Novo modelo tributário
O Brasil tem pouco tempo para realizar a tão anunciada, necessária e postergada reforma tributária. No início do nono mês do ano, o presidente Fernando Henrique anunciou que o governo usará a base de sustentação no Congresso para aprovar na Câmara, ainda este ano, uma proposta de reforma tributária. O presidente não quis se posicionar sobre o melhor modelo para o País. Mas deixou claro um limite: a reforma tem de ter um caráter neutro, assinalando que em seu entender a boa reforma tributária é a que simplifica o sistema tributário, desonera e acaba com o imposto em cascata, além de manter a proporcionalidade entre União, Estados e municípios. O presidente Fernando Henrique definiu também como prioridade de aprovação no Congresso, antes do fim do ano, os projetos de lei que complementam a reforma da Previdência, lembrando que se trata de medidas que garantirão a redução do déficit da Previdência a partir de 2002.
O presidente não consegue esconder, apesar de todo o aparente otimismo, um certo desconforto, o que se percebe até por algumas poucas observações. Quando anuncia a disposição de ver aprovada ‘‘uma proposta de reforma tributária’’ já deixa clara uma certa posição não muito confortável. E nem é preciso ser um observador acurado para sentir que, também no particular, o que se pode conseguir no Congresso não é a melhor reforma, apenas a mudança possível.
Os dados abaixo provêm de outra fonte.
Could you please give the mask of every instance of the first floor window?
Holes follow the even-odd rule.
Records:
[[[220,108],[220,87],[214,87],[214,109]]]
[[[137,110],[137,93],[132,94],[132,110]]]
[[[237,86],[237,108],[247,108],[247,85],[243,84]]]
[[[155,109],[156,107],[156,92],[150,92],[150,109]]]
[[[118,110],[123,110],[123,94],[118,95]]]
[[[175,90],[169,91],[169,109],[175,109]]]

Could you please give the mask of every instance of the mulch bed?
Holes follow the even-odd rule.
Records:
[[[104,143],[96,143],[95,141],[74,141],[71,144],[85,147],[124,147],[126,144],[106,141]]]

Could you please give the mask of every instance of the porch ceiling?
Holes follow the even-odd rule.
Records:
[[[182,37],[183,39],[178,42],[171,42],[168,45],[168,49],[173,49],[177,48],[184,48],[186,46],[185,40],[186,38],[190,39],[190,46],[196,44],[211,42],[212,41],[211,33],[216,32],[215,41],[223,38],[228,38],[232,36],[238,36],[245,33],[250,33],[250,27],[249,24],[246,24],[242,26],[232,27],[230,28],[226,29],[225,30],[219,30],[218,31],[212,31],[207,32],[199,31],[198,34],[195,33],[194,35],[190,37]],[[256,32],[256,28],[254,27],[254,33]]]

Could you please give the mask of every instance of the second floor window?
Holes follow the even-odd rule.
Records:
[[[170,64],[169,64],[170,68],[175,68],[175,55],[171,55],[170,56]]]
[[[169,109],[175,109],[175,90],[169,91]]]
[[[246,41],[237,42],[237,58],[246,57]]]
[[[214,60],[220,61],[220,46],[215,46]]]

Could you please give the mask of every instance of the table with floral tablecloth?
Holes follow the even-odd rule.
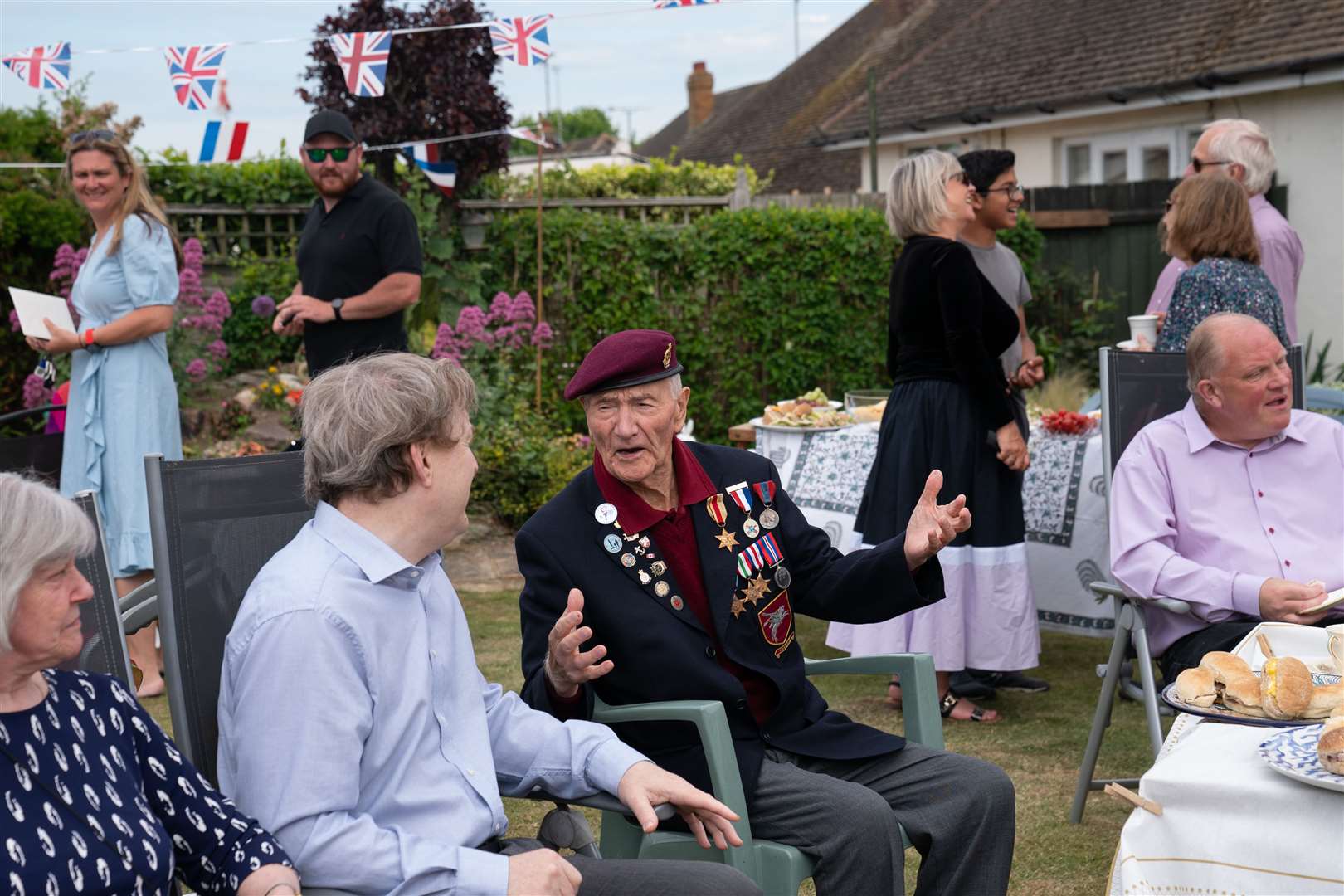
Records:
[[[1101,437],[1031,430],[1023,478],[1027,564],[1043,629],[1109,638],[1110,600],[1087,584],[1110,568]],[[808,521],[841,551],[857,547],[855,514],[878,453],[878,424],[781,431],[757,426],[755,451],[774,461],[780,481]],[[974,513],[974,508],[972,508]]]

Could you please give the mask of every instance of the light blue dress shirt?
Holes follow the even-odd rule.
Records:
[[[306,887],[503,893],[500,794],[616,793],[644,756],[476,668],[438,552],[407,563],[328,504],[257,575],[224,647],[219,785]],[[531,832],[528,832],[531,834]]]

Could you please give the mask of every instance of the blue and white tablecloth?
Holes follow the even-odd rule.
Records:
[[[758,426],[755,451],[774,461],[780,481],[808,521],[848,552],[868,469],[878,454],[878,424],[814,433]],[[1023,480],[1027,566],[1042,629],[1109,638],[1110,600],[1087,588],[1110,568],[1101,435],[1031,431],[1031,467]],[[974,508],[972,508],[972,513]]]

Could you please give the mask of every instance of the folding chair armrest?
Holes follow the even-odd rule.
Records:
[[[900,676],[902,716],[906,739],[933,750],[943,748],[942,715],[938,712],[938,680],[927,653],[883,653],[871,657],[804,660],[808,676]]]
[[[689,721],[700,733],[704,762],[710,767],[710,786],[719,802],[738,814],[734,827],[742,838],[742,848],[751,849],[751,823],[747,818],[747,799],[738,771],[738,755],[732,748],[728,713],[718,700],[665,700],[661,703],[632,703],[609,707],[601,700],[593,708],[593,721],[605,725],[630,721]],[[624,807],[622,807],[624,810]]]

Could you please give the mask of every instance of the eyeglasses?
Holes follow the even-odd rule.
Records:
[[[327,156],[331,156],[333,161],[345,161],[349,159],[352,149],[353,146],[333,146],[331,149],[308,148],[304,152],[308,154],[309,161],[320,164],[327,161]]]
[[[116,138],[117,134],[101,128],[98,130],[81,130],[78,133],[70,134],[70,145],[74,146],[77,144],[83,144],[93,140],[116,140]]]

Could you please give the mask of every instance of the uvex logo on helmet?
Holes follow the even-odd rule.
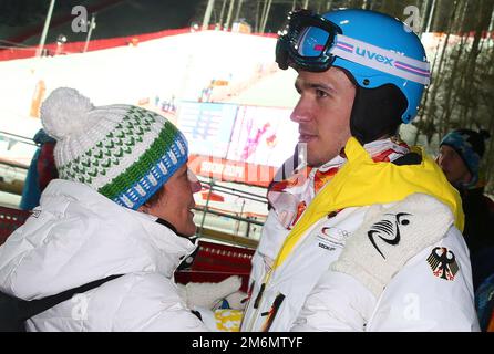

A informação adicional sobre a liberação de uma bela parcela orçamentária, para atender a emendas dos parlamentares, já deixa clara também a parte menos positiva da falada negociação do Executivo com sua base no Congresso. No fim, a impressão é a de que continua a prevalecer a antiga tese do ‘‘dando é que se recebe’’ com o Executivo sendo obrigado a usar de subterfúgios a fim de obter aquilo que o país reclama.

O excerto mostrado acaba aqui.